Ever since then it has been her ambition to have a career in piano performance. She said that was not because she especially likes performing but because she loves music, and performance is the culmination.
Earlier this month Miss Teoh was asked to perform the Ross Harris piano concertino with the New Zealand Symphony Orchestra in Wellington Town Hall. The result was recorded by Radio New Zealand's concert programme.
"It was fantastic playing with a professional orchestra," she said.
For the past six years she's studied under Judith Clark, the former head of keyboard studies at Victoria University, and she's been a student of the New Zealand School of Music Academy Programme for five years, passing exams with distinction.
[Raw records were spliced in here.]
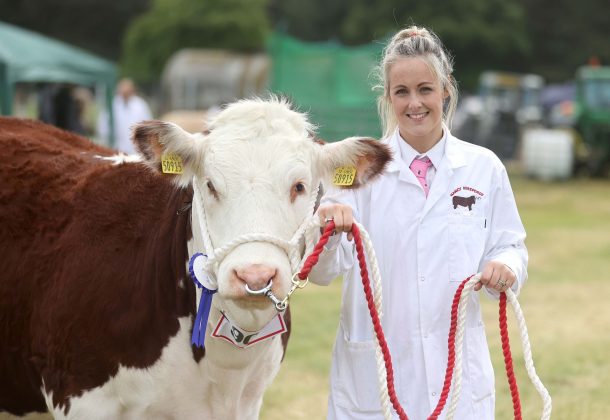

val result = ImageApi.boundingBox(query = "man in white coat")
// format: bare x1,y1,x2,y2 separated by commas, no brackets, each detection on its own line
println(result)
97,78,152,154
310,25,527,420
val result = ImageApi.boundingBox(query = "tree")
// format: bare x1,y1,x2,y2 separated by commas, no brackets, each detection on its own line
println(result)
0,0,150,60
268,0,530,91
521,0,610,82
121,0,270,83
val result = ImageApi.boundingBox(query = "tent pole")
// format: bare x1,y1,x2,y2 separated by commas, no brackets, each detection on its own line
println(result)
0,66,14,115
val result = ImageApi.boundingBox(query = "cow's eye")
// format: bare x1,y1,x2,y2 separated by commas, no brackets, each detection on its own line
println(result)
206,180,219,200
290,181,306,203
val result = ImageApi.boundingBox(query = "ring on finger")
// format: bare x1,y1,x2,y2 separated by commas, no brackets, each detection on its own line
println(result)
324,217,334,223
498,279,507,288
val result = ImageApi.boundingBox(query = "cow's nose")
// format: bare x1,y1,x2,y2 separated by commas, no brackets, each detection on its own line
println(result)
235,264,277,292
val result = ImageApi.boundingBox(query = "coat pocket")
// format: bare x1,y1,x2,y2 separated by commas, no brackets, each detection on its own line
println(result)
466,325,495,402
331,339,383,412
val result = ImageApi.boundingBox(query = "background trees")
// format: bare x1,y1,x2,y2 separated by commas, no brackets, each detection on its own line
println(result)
121,0,269,83
1,0,608,89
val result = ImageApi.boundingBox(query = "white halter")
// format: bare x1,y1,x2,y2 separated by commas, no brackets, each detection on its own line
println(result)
190,177,322,291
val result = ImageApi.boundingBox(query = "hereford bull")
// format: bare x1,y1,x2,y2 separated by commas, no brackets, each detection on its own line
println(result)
452,194,476,211
0,97,391,419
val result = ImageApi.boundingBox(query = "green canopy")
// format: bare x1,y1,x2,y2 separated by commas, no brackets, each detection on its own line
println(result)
0,21,117,142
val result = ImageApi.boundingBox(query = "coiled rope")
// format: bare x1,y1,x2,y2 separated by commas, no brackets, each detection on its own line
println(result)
308,221,552,420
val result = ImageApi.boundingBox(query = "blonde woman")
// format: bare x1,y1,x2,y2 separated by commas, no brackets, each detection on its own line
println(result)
311,25,528,419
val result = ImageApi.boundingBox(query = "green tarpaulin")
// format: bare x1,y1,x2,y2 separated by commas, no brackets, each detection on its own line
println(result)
269,33,384,141
0,21,117,142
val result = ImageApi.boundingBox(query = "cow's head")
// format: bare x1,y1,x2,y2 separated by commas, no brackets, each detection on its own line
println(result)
133,97,391,330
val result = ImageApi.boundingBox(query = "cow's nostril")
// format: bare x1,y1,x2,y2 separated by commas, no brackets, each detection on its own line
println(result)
235,264,278,292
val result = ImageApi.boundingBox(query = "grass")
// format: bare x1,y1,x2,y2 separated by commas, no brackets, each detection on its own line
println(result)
5,177,609,420
261,177,610,420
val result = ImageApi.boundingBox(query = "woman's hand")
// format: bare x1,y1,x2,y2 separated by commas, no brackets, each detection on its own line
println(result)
475,261,516,292
317,203,355,241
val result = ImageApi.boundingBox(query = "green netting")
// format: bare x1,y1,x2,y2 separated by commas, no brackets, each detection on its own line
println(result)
269,33,384,141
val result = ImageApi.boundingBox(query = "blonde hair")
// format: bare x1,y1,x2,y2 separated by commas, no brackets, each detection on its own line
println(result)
373,25,458,139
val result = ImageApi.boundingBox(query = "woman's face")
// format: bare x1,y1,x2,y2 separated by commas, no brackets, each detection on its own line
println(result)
388,57,446,152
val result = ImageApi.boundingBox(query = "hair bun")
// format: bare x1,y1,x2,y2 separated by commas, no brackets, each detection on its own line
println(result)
395,26,430,42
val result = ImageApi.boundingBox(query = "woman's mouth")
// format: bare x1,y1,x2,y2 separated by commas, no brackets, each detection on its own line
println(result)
408,112,428,121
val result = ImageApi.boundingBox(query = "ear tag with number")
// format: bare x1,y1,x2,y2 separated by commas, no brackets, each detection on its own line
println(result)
161,153,184,174
333,166,357,186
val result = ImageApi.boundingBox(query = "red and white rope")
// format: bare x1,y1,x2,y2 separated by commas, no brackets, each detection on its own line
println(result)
505,285,553,419
355,222,393,420
351,222,552,420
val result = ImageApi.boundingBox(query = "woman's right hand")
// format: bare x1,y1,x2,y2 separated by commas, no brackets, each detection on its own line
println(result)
317,203,354,241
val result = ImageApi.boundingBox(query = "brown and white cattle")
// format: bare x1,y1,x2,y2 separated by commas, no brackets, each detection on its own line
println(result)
0,97,391,419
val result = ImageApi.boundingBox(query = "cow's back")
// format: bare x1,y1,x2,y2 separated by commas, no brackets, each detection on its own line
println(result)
0,118,194,414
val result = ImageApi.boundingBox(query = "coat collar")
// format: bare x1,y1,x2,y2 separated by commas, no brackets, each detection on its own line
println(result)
382,127,469,218
384,127,467,174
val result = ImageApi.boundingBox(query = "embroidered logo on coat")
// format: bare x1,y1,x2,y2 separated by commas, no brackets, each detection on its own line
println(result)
449,186,484,211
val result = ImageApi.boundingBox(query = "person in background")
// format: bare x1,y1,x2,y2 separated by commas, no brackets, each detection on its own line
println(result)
98,78,152,154
309,25,528,419
38,83,85,135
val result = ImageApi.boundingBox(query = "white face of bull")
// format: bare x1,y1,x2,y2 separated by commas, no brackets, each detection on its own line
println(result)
134,98,390,330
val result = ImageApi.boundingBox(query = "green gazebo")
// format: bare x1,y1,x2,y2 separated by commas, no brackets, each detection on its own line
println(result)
0,21,117,143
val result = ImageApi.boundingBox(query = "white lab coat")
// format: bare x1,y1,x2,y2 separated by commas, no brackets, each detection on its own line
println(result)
97,95,152,154
310,129,528,420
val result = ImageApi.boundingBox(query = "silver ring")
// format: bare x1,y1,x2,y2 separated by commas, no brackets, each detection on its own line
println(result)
245,279,273,295
498,279,507,288
324,217,334,223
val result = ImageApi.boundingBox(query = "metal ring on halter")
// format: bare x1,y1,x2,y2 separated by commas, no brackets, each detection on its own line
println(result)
245,279,273,295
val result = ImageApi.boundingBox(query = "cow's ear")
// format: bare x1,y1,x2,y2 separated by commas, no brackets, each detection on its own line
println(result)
132,120,204,186
316,137,392,189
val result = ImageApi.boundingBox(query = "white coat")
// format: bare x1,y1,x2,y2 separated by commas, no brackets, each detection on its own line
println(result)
97,95,152,154
310,129,528,420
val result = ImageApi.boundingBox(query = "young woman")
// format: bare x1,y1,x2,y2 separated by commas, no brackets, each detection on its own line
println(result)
310,25,528,419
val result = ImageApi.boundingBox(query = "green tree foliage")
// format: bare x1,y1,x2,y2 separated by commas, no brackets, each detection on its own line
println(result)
0,0,149,60
121,0,270,83
269,0,530,90
522,0,610,82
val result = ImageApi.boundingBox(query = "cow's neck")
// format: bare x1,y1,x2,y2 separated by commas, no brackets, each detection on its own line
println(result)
199,306,284,419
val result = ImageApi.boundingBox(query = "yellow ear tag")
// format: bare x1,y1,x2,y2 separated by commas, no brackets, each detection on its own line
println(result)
161,153,184,174
333,166,357,186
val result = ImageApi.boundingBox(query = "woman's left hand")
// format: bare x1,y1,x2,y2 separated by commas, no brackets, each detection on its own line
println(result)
475,261,516,292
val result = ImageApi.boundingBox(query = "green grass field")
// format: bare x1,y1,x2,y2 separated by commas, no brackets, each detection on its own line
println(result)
4,177,609,420
261,177,610,420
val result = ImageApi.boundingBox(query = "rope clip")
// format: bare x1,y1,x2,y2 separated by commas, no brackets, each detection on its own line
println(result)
244,273,309,311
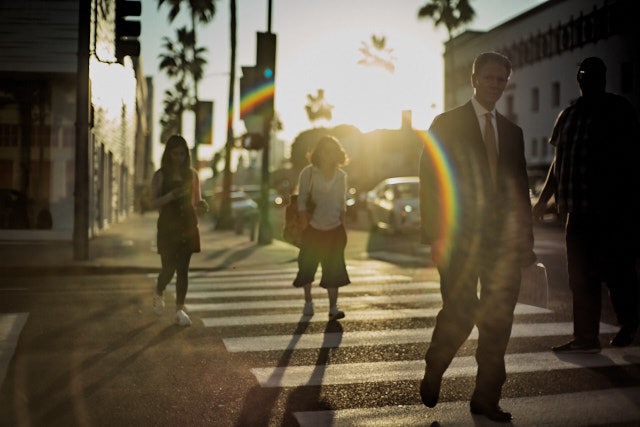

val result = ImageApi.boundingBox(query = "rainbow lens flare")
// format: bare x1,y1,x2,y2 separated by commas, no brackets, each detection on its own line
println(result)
414,129,460,258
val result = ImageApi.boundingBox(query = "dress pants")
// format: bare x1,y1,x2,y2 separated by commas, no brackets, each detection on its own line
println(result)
565,212,639,343
425,228,521,406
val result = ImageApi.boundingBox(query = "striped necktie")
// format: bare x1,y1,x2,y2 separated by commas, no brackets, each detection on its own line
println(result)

Miss Teoh said she "wasn't that keen" on being in an ordinary classroom and was a correspondence school pupil during her primary years.
Correspondence was flexible, allowing her to spend six months of the year with her father in Singapore.
Her parents are both lecturers, her father in physics and her mother a retired English lecturer. Neither are musical.
In December she auditioned successfully at four United Kingdom conservatories, and she starts study in London in September.
Before she leaves she's performing solo concerts in Wellington, Lower Hutt and Wanganui. Miss Teoh's solo concert at the Wanganui War Memorial Hall is at 2pm on June 26.